Re: Problems trying to make kafka 'rack-aware'

2018-09-21 Thread Bryan Duggan


I didn't get a response to this, but I've been investigating more and 
can now frame the problem slightly differently (hopefully, more 
accurately).


According to this document

https://cwiki.apache.org/confluence/display/KAFKA/Kafka+data+structures+in+Zookeeper

Which defines broker data structures in zookeeper, the following is the 
broker schema (from version 0.10 onwards - I am using version 0.11)


{ "fields":
    [ {"name": "version", "type": "int", "doc": "version id"},
  {"name": "host", "type": "string", "doc": "ip address or host 
name of the broker"},

  {"name": "port", "type": "int", "doc": "port of the broker"},
  {"name": "jmx_port", "type": "int", "doc": "port for jmx"}
  {"name": "endpoints", "type": "array", "items": "string", "doc": 
"endpoints supported by the broker"}
  {"name": "rack", "type": "string", "doc": "Rack of the broker. 
Optional. This will be used in rack aware replication assignment for 
fault tolerance."}

    ]
}

when I check my broker data in zookeeper (which has a non-null 
broker.rack setting in the properties file), I have the following;


{"endpoints":["PLAINTEXT://x.x.x.x.abcd:9092"],"jmx_port":-1,"host":"x.x.x.x.abc","timestamp":"1537527988341","port":9092,"version":2}

there is no 'rack'.

In the server.log file on my kafka broker I see;

[2018-09-21 13:00:40,227] INFO KafkaConfig values:
    advertised.host.name = null
    .
    .
    broker.id = 1234567
    broker.rack = rack1
    compression.type = producer
    .
-

so it looks fine from the broker side. However, when I restart kafka on 
the host, it doesn't load any rack information into zookeeper.
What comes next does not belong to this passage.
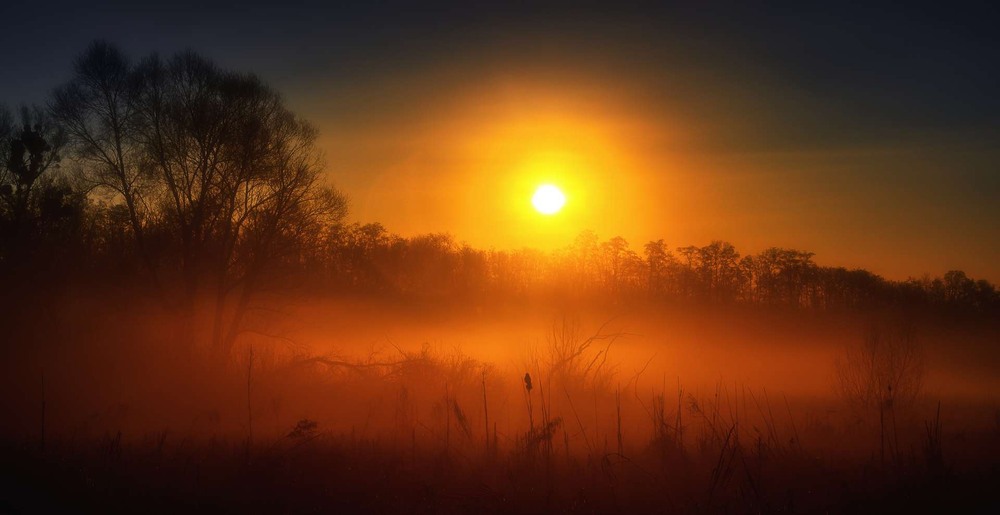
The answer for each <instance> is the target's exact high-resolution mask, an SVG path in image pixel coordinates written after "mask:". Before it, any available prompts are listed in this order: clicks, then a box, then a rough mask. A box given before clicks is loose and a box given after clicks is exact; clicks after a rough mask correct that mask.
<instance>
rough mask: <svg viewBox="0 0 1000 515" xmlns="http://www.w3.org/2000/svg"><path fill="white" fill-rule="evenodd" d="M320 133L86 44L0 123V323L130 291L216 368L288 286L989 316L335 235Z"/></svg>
mask: <svg viewBox="0 0 1000 515" xmlns="http://www.w3.org/2000/svg"><path fill="white" fill-rule="evenodd" d="M315 137H316V132H315V130H314V129H313V128H312V127H311V126H310V125H309V124H308V123H306V122H305V121H303V120H301V119H300V118H298V117H297V116H295V115H294V114H293V113H291V112H290V111H289V110H288V109H287V108H286V107H285V106H284V103H283V101H282V99H281V97H280V95H278V94H277V93H276V92H274V91H273V90H271V89H270V88H269V87H267V85H265V84H264V83H263V82H261V81H260V79H259V78H257V77H256V76H254V75H252V74H245V73H235V72H231V71H226V70H222V69H220V68H218V67H217V66H216V65H214V64H213V63H212V62H211V61H209V60H207V59H205V58H203V57H201V56H199V55H197V54H194V53H192V52H182V53H179V54H177V55H174V56H172V57H169V58H162V57H160V56H158V55H151V56H147V57H146V58H143V59H141V60H135V59H132V58H130V57H129V56H128V55H126V54H125V53H124V52H122V51H121V50H120V49H118V48H116V47H115V46H113V45H110V44H107V43H103V42H96V43H94V44H92V45H91V46H90V47H89V48H88V49H87V50H86V51H85V52H84V53H82V54H81V55H80V56H79V58H78V59H77V60H76V62H75V64H74V67H73V73H72V75H71V78H70V80H69V81H67V82H66V83H65V84H63V85H61V86H59V87H58V88H56V89H55V90H54V92H53V94H52V96H51V98H50V100H49V101H48V102H47V104H46V105H44V106H36V107H30V108H27V107H26V108H22V109H20V110H19V111H17V112H11V111H10V110H8V109H0V284H3V285H4V286H3V288H5V290H6V293H7V294H6V295H5V296H4V297H5V300H6V301H7V302H6V303H5V306H3V309H5V310H7V313H8V314H9V315H11V316H14V315H16V314H18V313H21V314H25V310H29V311H30V310H31V309H35V308H34V307H32V306H37V303H36V304H32V302H29V299H31V298H44V297H45V296H46V295H50V294H51V292H53V291H56V290H58V289H59V287H60V286H64V285H73V284H85V285H90V286H93V285H95V284H107V285H111V286H113V287H126V288H129V289H132V290H140V291H143V292H146V293H148V296H149V297H151V298H155V299H158V302H160V303H161V304H162V305H163V306H164V308H166V309H167V310H169V311H171V312H174V313H176V314H178V315H180V316H181V317H182V318H189V319H190V318H193V317H194V316H195V314H196V312H202V313H203V312H205V311H208V312H210V313H212V316H211V319H212V322H211V324H210V326H211V330H210V331H209V334H204V335H201V336H196V335H194V334H191V335H187V336H184V335H181V337H184V338H186V337H190V338H191V339H195V338H196V337H197V338H204V339H206V340H208V341H210V342H211V343H212V347H214V348H216V349H217V350H218V351H219V352H220V354H222V355H225V354H227V353H228V352H229V349H231V348H232V346H233V344H234V342H235V341H236V339H237V337H238V335H239V334H240V331H241V327H243V325H244V322H245V317H246V315H247V313H248V311H249V310H250V309H251V308H253V307H254V306H255V305H256V304H255V303H256V302H257V301H258V299H259V298H261V294H262V293H267V292H271V291H275V290H282V289H287V288H289V287H299V288H302V287H306V288H309V289H311V290H312V291H314V292H320V293H330V292H352V293H356V292H363V293H366V294H377V295H385V296H397V297H405V298H417V299H430V298H434V299H456V300H469V299H473V300H480V301H489V300H490V299H523V298H532V297H547V296H551V297H556V298H559V297H562V298H570V299H581V300H593V301H601V302H611V303H621V302H632V301H644V302H645V301H665V302H670V301H675V302H698V303H708V304H720V305H730V304H732V305H753V306H785V307H795V308H805V309H814V310H835V309H869V308H873V307H883V306H903V307H920V308H927V309H935V310H937V309H941V310H950V311H954V312H963V313H986V314H991V315H992V314H996V313H997V312H998V311H1000V296H998V293H997V290H996V288H995V287H994V285H992V284H990V283H989V282H987V281H985V280H978V281H976V280H973V279H971V278H969V277H967V276H966V275H965V274H964V273H963V272H960V271H951V272H948V273H947V274H945V275H944V277H941V278H933V279H932V278H922V279H911V280H907V281H901V282H898V281H889V280H885V279H883V278H881V277H879V276H877V275H875V274H872V273H870V272H867V271H865V270H847V269H844V268H833V267H821V266H818V265H816V264H815V263H814V262H813V260H812V258H813V254H811V253H809V252H801V251H797V250H791V249H780V248H771V249H767V250H765V251H763V252H760V253H759V254H756V255H745V256H744V255H741V254H740V253H739V252H738V251H737V250H736V249H735V248H734V247H733V246H732V245H731V244H728V243H725V242H713V243H711V244H709V245H707V246H704V247H695V246H688V247H670V246H668V245H667V244H666V243H665V242H664V241H663V240H658V241H652V242H649V243H646V244H645V245H643V246H642V248H641V249H639V250H636V249H633V248H632V247H630V246H629V244H628V243H627V242H626V241H625V240H624V239H622V238H620V237H616V238H611V239H609V240H606V241H601V240H600V239H599V238H598V237H597V236H596V235H595V234H593V233H589V232H588V233H583V234H581V235H580V236H579V237H578V238H576V240H575V242H574V243H573V244H572V245H570V246H568V247H567V248H565V249H562V250H560V251H557V252H552V253H542V252H539V251H535V250H529V249H523V250H512V251H505V250H482V249H475V248H471V247H469V246H468V245H462V244H459V243H457V242H456V241H455V240H454V239H453V238H452V237H450V236H448V235H444V234H429V235H423V236H416V237H412V238H403V237H400V236H398V235H394V234H391V233H390V232H389V231H387V230H386V229H385V228H384V227H382V226H381V225H379V224H366V225H359V224H353V225H352V224H347V223H345V217H346V214H347V202H346V199H345V198H344V197H343V196H342V195H341V194H339V193H338V192H337V191H336V190H334V189H333V188H332V187H330V186H328V185H327V184H325V183H324V181H323V174H322V169H323V164H322V161H321V160H320V158H319V153H318V151H317V150H316V148H315V147H314V141H315ZM19 309H20V310H21V311H18V310H19ZM27 314H28V315H30V312H28V313H27ZM181 325H182V327H183V326H184V324H181ZM193 326H194V324H191V327H192V329H191V331H194V329H193Z"/></svg>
Can someone please confirm to me, if I have rack awareness, should I 
expect to see a value for 'rack' in zookeeper? If so, do I need to do 
something else on the broker side to get it to include it as part of the 
meta-data it writes (as far as I can see it writes the metadata each 
time kafka is restarted).


thanks
Bryan







On 20/09/2018 11:31, Bryan Duggan wrote:


Hi,

I have a kafka cluster consisting of 3 brokers across 3 different AWS 
availability zones.  It hosts several topics, each of which has a 
replication factor of 3. The cluster is currently not 'rack-aware'.


I am trying to do the following;

    - add 3 additional brokers (one in each of the 3 AZs)

    - make the cluster 'rack-aware'. (ie: create 3 racks on a per-AZ 
basic, each containing 2 brokers)


    - reassign the topics with the intention of having 1 replica in 
each of the 3 racks.


To achieve this I've added 'broker.rack' to the properties file for 
each broker. The rack name is the same as the AZ name each broker is 
in. I've restarted kafka on all brokers (in case that's required for 
rack-awareness to take effect).


Following restart I've attempted to reassign topics across all 6 
brokers by running the following;


    - ./kafka-reassign-partitions.sh --zookeeper $ZK 
--topics-to-move-json-file topics-to-move.json --broker-list '1,2,3,4,5,6'


(where topics-to-move.json is a simple json file containing the topics 
to reassign)


The problem I am having is, after running 
'kafka-reassign-partitions.sh' with 6 brokers listed in the 
broker-list, it doesn't honour  rack-awareness, and instead assigns 2 
partitions to brokers in a single rack with a 3rd being assigned 
elsewhere.


The version of kafka I am using is 2.11-1.1.1.

Any documentation I've read suggests the above should have achieved 
what I want. However, it is not working as expected.


Has anyone else make their kafka cluster 'rack-aware'? If so, did you 
experience any issues doing so?


Or, can anyone tell me if there's some step I'm missing to make this work.

TIA

Bryan







Problems trying to make kafka 'rack-aware'

2018-09-20 Thread Bryan Duggan

Hi,

I have a kafka cluster consisting of 3 brokers across 3 different AWS 
availability zones.  It hosts several topics, each of which has a 
replication factor of 3. The cluster is currently not 'rack-aware'.


I am trying to do the following;

    - add 3 additional brokers (one in each of the 3 AZs)

    - make the cluster 'rack-aware'. (ie: create 3 racks on a per-AZ 
basic, each containing 2 brokers)


    - reassign the topics with the intention of having 1 replica in 
each of the 3 racks.


To achieve this I've added 'broker.rack' to the properties file for each 
broker. The rack name is the same as the AZ name each broker is in. I've 
restarted kafka on all brokers (in case that's required for 
rack-awareness to take effect).


Following restart I've attempted to reassign topics across all 6 brokers 
by running the following;


    - ./kafka-reassign-partitions.sh --zookeeper $ZK 
--topics-to-move-json-file topics-to-move.json --broker-list '1,2,3,4,5,6'


(where topics-to-move.json is a simple json file containing the topics 
to reassign)


The problem I am having is, after running 'kafka-reassign-partitions.sh' 
with 6 brokers listed in the broker-list, it doesn't honour  
rack-awareness, and instead assigns 2 partitions to brokers in a single 
rack with a 3rd being assigned elsewhere.


The version of kafka I am using is 2.11-1.1.1.

Any documentation I've read suggests the above should have achieved what 
I want. However, it is not working as expected.


Has anyone else make their kafka cluster 'rack-aware'? If so, did you 
experience any issues doing so?


Or, can anyone tell me if there's some step I'm missing to make this work.

TIA

Bryan